Guzzle Activity Type (formerly Job Config) – Processing - ja-guzzle/guzzle_docs GitHub Wiki

Guzzle Module - Processing

It is focused to transform data already ingested into data lake (or target platform). This layer deals with complex processing logic by implementing all data transformation rules. And this transformation can usually cut across multiple tables (via join/ sub-query etc), multiple records (aggregate/ grouping), multiple columns (multi column case statements) or even link up source and target data to do update or insert of source data into target table. Data Processing is the module which supports intra-ETL from staging to foundation and finally to analytics data tables.

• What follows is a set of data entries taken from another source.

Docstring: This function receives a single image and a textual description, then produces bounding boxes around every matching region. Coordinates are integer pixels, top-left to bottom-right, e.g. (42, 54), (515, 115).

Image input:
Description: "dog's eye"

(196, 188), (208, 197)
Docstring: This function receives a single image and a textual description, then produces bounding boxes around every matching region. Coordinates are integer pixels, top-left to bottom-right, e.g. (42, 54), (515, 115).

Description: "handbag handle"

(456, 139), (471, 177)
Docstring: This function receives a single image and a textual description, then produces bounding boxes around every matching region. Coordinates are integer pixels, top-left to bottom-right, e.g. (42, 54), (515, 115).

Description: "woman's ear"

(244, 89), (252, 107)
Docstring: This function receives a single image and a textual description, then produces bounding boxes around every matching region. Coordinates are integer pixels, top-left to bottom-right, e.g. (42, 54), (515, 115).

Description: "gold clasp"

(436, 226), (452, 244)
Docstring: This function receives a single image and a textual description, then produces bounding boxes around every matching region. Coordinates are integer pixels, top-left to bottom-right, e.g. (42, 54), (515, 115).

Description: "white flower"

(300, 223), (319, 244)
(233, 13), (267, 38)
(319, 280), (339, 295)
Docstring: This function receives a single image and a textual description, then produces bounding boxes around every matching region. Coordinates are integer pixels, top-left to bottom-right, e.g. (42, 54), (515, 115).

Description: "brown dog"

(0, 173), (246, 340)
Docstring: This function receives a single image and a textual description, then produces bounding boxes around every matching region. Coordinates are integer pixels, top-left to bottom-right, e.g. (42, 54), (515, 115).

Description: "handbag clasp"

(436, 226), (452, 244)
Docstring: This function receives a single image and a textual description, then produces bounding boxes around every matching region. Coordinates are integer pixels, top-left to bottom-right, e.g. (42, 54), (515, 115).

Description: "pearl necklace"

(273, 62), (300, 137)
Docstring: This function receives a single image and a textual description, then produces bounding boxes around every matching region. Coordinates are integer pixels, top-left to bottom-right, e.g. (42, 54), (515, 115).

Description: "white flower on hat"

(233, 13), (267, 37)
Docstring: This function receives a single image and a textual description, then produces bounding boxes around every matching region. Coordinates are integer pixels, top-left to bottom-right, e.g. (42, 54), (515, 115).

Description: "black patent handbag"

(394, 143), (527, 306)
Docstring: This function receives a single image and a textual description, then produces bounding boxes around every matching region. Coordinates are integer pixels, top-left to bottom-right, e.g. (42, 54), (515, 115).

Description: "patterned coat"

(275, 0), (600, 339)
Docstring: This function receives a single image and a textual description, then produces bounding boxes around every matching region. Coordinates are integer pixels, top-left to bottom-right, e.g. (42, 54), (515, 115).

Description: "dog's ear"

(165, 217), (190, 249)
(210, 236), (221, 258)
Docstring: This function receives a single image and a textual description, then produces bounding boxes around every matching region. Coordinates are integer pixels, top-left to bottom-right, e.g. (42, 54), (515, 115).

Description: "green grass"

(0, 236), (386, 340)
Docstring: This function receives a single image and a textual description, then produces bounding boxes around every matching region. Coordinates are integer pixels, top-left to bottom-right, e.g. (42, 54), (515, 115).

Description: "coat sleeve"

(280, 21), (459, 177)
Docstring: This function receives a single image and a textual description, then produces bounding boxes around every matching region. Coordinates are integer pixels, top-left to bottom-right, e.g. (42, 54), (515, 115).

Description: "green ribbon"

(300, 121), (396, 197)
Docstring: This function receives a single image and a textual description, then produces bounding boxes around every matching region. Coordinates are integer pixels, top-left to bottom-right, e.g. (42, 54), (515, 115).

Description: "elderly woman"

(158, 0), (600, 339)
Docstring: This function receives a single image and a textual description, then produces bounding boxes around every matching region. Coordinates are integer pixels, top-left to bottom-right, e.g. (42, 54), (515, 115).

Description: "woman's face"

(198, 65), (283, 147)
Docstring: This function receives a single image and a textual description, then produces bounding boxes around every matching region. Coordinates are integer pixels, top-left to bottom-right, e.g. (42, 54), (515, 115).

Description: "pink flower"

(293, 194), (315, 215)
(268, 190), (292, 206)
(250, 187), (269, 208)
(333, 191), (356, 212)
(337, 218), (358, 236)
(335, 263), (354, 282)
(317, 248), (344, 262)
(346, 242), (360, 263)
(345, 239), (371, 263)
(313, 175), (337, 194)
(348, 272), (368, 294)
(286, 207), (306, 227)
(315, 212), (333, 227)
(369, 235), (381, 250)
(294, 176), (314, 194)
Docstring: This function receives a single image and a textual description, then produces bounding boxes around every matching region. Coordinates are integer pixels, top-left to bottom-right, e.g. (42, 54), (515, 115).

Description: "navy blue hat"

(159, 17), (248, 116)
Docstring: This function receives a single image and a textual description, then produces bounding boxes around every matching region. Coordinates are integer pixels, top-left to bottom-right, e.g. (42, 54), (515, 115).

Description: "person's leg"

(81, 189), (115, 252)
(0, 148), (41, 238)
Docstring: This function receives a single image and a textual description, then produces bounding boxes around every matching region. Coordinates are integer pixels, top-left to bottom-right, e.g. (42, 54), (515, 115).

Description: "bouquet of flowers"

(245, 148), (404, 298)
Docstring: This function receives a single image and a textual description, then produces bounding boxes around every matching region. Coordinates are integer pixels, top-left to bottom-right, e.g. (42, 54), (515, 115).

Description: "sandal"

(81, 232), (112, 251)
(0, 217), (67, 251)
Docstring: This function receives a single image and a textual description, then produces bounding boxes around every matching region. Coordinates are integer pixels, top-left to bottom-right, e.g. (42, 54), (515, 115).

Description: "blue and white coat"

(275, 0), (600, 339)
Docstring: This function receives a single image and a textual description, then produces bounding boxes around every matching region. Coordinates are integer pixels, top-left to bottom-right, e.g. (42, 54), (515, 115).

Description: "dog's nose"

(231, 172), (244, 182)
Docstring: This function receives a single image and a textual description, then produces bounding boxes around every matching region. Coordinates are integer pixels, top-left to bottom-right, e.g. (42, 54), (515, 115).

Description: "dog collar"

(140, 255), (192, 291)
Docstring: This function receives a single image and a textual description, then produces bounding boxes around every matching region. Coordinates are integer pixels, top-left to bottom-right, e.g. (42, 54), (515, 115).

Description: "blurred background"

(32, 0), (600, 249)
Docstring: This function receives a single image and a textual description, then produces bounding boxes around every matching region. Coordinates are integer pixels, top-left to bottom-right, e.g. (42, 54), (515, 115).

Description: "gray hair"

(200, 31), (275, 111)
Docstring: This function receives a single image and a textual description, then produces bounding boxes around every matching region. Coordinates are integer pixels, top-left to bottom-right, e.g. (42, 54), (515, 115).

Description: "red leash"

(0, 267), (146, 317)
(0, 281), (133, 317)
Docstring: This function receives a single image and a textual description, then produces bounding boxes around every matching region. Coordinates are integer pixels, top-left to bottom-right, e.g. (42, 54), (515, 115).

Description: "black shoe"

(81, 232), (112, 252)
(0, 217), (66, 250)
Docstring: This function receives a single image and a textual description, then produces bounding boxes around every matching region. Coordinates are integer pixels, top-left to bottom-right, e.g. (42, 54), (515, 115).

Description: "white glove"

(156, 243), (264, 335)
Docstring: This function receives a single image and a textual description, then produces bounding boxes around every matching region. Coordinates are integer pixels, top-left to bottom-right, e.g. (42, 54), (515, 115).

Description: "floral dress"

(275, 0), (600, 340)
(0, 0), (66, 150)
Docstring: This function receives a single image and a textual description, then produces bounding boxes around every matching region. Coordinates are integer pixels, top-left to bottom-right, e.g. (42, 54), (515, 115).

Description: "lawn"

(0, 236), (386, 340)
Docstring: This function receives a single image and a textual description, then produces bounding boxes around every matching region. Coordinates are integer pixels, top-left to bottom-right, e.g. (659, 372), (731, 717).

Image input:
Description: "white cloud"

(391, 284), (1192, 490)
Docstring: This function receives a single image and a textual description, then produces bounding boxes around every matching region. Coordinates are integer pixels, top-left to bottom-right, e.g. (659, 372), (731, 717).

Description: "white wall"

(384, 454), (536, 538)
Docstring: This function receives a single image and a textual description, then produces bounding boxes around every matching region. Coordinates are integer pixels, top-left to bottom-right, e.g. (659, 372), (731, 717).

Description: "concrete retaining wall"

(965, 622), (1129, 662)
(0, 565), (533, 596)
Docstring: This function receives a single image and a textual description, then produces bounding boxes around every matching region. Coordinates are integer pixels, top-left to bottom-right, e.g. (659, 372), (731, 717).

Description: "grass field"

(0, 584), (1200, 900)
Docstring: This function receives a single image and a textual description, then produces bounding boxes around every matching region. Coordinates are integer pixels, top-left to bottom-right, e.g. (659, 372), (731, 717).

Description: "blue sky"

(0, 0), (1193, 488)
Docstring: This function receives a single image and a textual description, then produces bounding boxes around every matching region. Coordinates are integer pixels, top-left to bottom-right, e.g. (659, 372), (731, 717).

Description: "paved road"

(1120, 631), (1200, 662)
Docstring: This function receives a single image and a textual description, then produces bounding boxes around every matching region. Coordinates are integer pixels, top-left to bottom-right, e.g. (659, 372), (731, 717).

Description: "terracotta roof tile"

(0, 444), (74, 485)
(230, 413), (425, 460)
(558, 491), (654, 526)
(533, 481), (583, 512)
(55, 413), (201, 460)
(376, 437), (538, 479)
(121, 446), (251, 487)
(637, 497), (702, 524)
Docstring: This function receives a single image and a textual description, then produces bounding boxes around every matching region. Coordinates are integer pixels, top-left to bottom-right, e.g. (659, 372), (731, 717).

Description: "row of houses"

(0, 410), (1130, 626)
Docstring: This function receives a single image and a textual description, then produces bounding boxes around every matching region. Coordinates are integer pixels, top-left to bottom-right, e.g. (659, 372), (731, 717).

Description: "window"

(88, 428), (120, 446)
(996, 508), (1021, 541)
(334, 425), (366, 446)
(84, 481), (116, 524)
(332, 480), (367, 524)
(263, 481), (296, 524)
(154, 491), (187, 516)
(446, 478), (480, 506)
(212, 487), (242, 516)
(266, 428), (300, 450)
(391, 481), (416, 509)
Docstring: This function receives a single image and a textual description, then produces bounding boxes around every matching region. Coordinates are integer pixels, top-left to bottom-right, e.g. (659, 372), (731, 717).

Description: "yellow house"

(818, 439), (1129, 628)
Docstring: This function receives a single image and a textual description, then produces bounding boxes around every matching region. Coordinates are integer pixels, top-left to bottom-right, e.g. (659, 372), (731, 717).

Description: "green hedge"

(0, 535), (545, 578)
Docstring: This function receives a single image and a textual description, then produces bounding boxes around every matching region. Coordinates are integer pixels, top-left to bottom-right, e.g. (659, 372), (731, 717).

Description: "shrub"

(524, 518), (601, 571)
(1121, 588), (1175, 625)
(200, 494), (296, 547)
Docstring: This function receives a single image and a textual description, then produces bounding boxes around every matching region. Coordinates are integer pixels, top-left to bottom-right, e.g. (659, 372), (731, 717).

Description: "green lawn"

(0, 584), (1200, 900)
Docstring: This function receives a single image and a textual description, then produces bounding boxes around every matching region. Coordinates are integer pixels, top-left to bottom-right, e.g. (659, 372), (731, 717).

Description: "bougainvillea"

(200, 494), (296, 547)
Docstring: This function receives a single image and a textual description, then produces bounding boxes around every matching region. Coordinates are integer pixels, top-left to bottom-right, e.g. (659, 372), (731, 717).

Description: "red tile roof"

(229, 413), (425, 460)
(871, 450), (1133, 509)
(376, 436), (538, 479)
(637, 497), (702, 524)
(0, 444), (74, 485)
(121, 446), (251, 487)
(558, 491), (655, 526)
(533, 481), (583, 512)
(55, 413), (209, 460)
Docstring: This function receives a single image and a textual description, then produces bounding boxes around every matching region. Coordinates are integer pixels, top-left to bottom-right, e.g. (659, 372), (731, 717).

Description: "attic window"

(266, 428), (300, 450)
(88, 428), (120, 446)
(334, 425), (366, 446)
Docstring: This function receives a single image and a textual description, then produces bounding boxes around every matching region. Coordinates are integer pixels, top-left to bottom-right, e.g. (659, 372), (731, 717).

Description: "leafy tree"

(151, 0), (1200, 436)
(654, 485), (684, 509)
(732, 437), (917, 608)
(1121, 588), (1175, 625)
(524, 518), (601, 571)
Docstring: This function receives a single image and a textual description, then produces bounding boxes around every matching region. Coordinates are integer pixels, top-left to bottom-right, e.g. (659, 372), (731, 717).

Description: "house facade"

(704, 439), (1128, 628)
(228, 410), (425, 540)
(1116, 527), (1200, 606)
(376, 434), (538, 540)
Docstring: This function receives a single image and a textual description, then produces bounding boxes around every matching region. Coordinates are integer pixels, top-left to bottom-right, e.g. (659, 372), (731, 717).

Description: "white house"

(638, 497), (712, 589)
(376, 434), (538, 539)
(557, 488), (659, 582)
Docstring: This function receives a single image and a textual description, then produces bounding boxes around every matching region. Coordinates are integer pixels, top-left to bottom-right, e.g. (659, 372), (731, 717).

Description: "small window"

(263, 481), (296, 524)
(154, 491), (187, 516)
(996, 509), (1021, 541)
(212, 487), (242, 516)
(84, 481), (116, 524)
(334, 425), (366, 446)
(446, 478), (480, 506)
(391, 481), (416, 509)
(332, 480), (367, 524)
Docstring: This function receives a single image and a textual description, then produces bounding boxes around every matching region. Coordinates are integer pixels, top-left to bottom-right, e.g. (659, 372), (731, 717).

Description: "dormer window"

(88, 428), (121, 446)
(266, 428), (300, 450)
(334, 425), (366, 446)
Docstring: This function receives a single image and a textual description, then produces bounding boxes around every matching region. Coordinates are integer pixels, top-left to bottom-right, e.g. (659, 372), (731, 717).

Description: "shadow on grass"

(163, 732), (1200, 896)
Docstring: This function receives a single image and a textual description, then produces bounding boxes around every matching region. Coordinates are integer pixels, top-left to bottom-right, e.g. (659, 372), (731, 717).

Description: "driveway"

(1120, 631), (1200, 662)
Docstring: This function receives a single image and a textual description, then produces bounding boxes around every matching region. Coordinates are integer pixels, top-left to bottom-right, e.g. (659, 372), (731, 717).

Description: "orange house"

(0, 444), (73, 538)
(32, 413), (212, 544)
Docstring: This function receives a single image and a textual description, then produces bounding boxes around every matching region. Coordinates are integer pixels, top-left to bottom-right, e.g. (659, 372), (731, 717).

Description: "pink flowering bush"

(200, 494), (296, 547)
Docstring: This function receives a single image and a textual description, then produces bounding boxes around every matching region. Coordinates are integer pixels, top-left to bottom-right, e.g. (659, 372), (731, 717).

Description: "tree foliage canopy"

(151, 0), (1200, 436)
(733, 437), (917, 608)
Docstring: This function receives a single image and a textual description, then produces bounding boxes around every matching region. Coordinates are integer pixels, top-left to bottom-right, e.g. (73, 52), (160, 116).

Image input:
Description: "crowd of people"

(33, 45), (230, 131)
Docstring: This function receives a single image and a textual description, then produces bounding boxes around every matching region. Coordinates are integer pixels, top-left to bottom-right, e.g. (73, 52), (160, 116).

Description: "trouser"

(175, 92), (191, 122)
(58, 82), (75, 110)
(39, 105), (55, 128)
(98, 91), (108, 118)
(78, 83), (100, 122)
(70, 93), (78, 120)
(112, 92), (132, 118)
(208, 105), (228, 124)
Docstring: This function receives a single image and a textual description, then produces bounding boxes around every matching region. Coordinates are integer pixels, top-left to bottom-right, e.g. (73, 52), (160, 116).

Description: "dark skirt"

"Transforming data from one form to other" is the key purpose of Data Processing module.

  1. It is a generic data loading framework which allows defining the transformation and loading rules using declarative config

  2. Data Processing rules defined as SQLs

  3. Enforces consistent implementation of standards and design patterns

  4. Prevent rewriting repetitive ETL code and avoid any manual errors due to this

  5. Allows to control performance and other relevant global parameters centrally

  6. It can read data from RDBMS, Hive, SQL server, Azure Synapse, other JDBC sources etc.

  7. It is recommended to use prefix "jb_" while defining your job name followed by target database name and tables name. For example: jb_<target database><table name><[description]> like jb_fnd_hr_employee

  8. In additional columns section, you can map your additional control columns to be maintained into target. You can also map framework generated SCD type 2 columns to your SCD type 2 target dimension.

  9. As processing job is meant for data movement between homogeneous sources and target, you can not read data from source table maintained in one technology and write it into target table maintained into some other technology.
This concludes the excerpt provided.